On this date in 1794, Eli Whitney was granted a patent for his cotton gin.
Here are some things you may not know about Whitney and his invention.
Eli Whitney was born in Massachusetts in 1765. He went into business early in life manufacturing nails in his father’s workshop during the Revolutionary War. He began college at Yale at the age of 23, and graduated Phi Beta Kappa in 1792. After college, he traveled to Georgia, where he met plantation manager Phineas Miller, who became his business partner.
The next year, Whitney invented the cotton gin, which is a machine that separates the seeds from the fibers of cotton.
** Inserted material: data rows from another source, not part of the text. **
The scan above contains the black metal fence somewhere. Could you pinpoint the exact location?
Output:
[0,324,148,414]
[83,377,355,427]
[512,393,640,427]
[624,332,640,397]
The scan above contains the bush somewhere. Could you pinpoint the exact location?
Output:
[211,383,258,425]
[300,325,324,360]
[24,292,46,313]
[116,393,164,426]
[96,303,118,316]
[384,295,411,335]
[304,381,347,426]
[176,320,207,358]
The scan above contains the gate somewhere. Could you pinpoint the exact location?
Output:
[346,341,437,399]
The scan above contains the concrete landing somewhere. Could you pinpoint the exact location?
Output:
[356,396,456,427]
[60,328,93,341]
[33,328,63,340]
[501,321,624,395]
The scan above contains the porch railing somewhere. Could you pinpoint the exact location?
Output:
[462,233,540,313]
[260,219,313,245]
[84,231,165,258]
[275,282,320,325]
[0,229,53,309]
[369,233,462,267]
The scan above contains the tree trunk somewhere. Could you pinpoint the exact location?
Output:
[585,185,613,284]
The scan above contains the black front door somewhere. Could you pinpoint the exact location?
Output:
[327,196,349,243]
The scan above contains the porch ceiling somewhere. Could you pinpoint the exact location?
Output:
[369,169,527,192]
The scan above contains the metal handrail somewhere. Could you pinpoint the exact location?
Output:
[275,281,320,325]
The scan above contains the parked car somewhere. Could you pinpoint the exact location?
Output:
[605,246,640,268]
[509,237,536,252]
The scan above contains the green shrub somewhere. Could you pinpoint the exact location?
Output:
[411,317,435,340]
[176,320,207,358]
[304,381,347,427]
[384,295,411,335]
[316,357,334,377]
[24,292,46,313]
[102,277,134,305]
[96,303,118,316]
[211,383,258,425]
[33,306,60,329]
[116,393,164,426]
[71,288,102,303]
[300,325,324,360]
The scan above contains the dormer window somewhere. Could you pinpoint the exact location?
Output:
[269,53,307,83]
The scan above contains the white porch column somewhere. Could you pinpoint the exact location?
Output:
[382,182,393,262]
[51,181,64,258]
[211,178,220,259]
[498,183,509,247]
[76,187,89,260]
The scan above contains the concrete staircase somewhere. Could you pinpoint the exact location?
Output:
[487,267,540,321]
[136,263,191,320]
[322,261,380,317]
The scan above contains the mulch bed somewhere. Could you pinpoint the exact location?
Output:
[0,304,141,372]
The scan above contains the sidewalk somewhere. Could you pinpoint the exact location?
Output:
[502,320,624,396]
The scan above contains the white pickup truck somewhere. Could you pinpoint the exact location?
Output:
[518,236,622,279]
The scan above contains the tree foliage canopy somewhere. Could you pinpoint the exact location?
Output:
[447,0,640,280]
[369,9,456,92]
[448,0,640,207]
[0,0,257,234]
Without a machine to do this, it is an extremely labor-intensive process. The gin, which is short for engine, consisted of a wooden drum with hooks on the outside that pulled cotton through a filter. The fibers fit through the filter, but the seeds did not. The machine revolutionized the business of cotton production, both for better and for the worse. The year the gin was invented, the United States exported 500,000 pounds of cotton a year. Seventeen years later, the country exported 93 million pounds, becoming the country’s chief export.
Which brings us to the major negative effect of the cotton gin: Slavery.
Before the cotton gin, slave labor was used mostly in growing tobacco, rice and indigo, businesses that weren’t particularly profitable at the time. Cotton wasn’t very profitable either, until the invention of the cotton gin.
The total number of enslaved African-Americans increased almost 400 percent between 1790 and 1850, despite the importation of slaves being made illegal in 1808. Because of this, the cotton gin is sometimes cited as an indirect cause of the American Civil War.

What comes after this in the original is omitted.